I will be in Lisbon, July 25-27. I would be interested in meeting with a lawyer, a solicitor or an architect, if you know good ones, before I leave on the 28 to explore Central Portugal, in search of a house to buy. I am really not wealthy, but I could use a bit of advice.

If you, yourself (user of this forum) will have some free time and might be tempted to meet with me, I will gladly invite you for lunch. 

About me: A 45 years old Canadian man, who's been living in the former Soviet Union for the last 15 years, mostly in the Caucasus, but also in Russia. I've worked with Armenians, Georgians, Chechens, Ingush, Russians, Tatars, Abkhaz, etc. I am currently working as a Head of mission for Doctors Without Borders. I speak English, French, Russian, and Armenian. Now learning Portuguese!

:fingerscrossed:


----------



## canoeman (Mar 3, 2011)

Would suggest researching property, areas how to buy and what to look out for far more important at this stage than meeting with lawyer, a solicitor or an architect, in Lisbon, firstly because there outside the area your interested in and secondly it's cart before horse


----------



## Solipold (Jul 13, 2013)

Hello canoeman!

I hesitated before posting my request for such contacts, because it seemed to me this was putting the cart before the horse, just as you said, but everywhere I read that one would be wise to meet with a lawyer, a solicitor, and an architect before visiting even your first house... + there this other bit of wisdom: Pick a lawyer from a a region different from the region where you might buy your future property.

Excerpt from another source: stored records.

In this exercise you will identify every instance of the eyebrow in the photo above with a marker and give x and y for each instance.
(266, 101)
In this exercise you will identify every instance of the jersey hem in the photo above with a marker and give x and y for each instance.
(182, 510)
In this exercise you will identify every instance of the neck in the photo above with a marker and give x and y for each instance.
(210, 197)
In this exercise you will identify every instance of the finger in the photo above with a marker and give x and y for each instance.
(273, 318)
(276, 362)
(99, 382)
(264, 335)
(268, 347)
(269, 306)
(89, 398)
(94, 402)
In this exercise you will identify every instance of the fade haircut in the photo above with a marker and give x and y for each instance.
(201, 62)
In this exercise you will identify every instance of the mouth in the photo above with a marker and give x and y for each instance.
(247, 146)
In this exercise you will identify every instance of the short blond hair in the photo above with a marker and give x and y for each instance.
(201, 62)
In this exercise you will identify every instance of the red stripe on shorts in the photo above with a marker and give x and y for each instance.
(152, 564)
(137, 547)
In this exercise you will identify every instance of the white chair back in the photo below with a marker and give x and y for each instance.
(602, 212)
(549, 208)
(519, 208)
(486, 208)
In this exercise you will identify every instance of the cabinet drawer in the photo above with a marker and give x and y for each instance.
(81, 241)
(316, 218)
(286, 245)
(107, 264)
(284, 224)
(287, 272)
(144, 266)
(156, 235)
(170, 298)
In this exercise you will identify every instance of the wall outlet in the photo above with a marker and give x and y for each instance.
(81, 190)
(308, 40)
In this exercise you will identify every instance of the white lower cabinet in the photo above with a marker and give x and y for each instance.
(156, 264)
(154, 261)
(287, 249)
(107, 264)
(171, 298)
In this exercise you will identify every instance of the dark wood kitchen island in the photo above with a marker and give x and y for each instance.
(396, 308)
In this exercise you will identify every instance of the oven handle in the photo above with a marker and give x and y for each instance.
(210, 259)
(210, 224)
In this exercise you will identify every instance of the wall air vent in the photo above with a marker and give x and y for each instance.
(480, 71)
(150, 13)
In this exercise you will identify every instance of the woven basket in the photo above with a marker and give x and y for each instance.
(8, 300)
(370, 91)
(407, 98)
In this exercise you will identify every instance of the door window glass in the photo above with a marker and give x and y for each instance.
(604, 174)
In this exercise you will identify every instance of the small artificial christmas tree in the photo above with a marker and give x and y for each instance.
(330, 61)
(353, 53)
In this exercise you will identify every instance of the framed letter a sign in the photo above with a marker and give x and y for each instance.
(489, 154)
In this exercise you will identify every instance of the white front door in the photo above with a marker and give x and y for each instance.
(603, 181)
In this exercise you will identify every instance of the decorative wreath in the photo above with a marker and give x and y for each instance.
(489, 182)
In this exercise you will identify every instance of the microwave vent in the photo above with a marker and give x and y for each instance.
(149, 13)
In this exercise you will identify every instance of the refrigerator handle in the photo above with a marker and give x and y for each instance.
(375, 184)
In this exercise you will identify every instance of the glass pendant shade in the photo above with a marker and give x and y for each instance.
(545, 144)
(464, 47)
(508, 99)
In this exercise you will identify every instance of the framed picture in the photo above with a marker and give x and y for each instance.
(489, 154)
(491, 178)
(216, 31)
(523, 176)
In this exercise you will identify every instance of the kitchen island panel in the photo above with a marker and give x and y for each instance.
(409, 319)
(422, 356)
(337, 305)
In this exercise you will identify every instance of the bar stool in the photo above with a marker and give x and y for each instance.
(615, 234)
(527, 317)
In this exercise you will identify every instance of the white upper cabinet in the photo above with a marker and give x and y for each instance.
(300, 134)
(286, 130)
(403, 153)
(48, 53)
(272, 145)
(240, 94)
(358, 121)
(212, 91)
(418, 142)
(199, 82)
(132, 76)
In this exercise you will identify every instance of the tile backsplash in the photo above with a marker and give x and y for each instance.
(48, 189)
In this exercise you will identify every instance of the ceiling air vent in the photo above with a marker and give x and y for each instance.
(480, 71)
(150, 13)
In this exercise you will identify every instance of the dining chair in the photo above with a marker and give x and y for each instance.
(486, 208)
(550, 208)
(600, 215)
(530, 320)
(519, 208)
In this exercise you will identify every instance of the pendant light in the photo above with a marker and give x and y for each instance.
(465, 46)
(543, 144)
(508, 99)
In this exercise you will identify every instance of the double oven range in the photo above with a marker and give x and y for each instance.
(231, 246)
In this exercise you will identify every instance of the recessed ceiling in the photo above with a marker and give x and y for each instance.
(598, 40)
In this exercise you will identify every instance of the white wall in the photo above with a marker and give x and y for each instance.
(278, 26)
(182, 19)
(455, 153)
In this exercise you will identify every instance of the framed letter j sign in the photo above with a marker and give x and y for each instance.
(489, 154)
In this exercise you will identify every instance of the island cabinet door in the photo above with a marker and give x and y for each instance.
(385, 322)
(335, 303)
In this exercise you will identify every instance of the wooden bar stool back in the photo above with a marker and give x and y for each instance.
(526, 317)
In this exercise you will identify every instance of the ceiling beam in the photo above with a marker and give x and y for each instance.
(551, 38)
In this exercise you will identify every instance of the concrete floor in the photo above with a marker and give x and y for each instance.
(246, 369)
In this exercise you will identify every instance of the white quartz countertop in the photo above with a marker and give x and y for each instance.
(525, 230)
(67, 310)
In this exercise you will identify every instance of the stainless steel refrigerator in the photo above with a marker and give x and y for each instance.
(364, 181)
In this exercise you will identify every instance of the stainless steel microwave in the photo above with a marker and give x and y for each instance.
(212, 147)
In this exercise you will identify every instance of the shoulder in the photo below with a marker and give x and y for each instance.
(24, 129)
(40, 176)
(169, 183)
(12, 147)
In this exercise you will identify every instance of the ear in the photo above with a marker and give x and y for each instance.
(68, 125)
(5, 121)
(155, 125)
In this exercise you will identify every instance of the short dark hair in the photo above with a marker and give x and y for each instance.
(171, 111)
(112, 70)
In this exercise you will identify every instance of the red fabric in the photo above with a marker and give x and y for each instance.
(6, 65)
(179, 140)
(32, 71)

After some consideration, I decided it couldn't hurt to meet with a few people before my trip. Also, the possibility of finding a house that would require some works encouraged me to research costs, if only in the most general terms.

I certainly agree with you on this: At this stage what's most important is to discover the country, and compare one region with the other in terms of of what I like: More of this or that... etc. 

Thank you for your input! Very useful, as always!


----------



## travelling-man (Jun 17, 2011)

I'd agree with CM. 

You'll almost certainly be wasting your time and money if you tie up with lawyers/architects before you find your house.

It's not a problem to look at houses beforehand but not advisable to part with any money before talking to a lawyer & a builder etc. 

FWIW, we used local lawyers & builders and wouldn't hesitate to do so again. Their local knowledge was worth it's weight in gold.


----------



## Solipold (Jul 13, 2013)

OK I am convinced. 

//It's not a problem to look at houses beforehand but not advisable to part with any money before talking to a lawyer & a builder etc. //

That's what I was thinking anyway, before I started to doubt. 

Now I'll have time to visit the Museu Calouste Gulbenkian!


----------



## travelling-man (Jun 17, 2011)

Lots to see in Lisboa so you won't be bored.


----------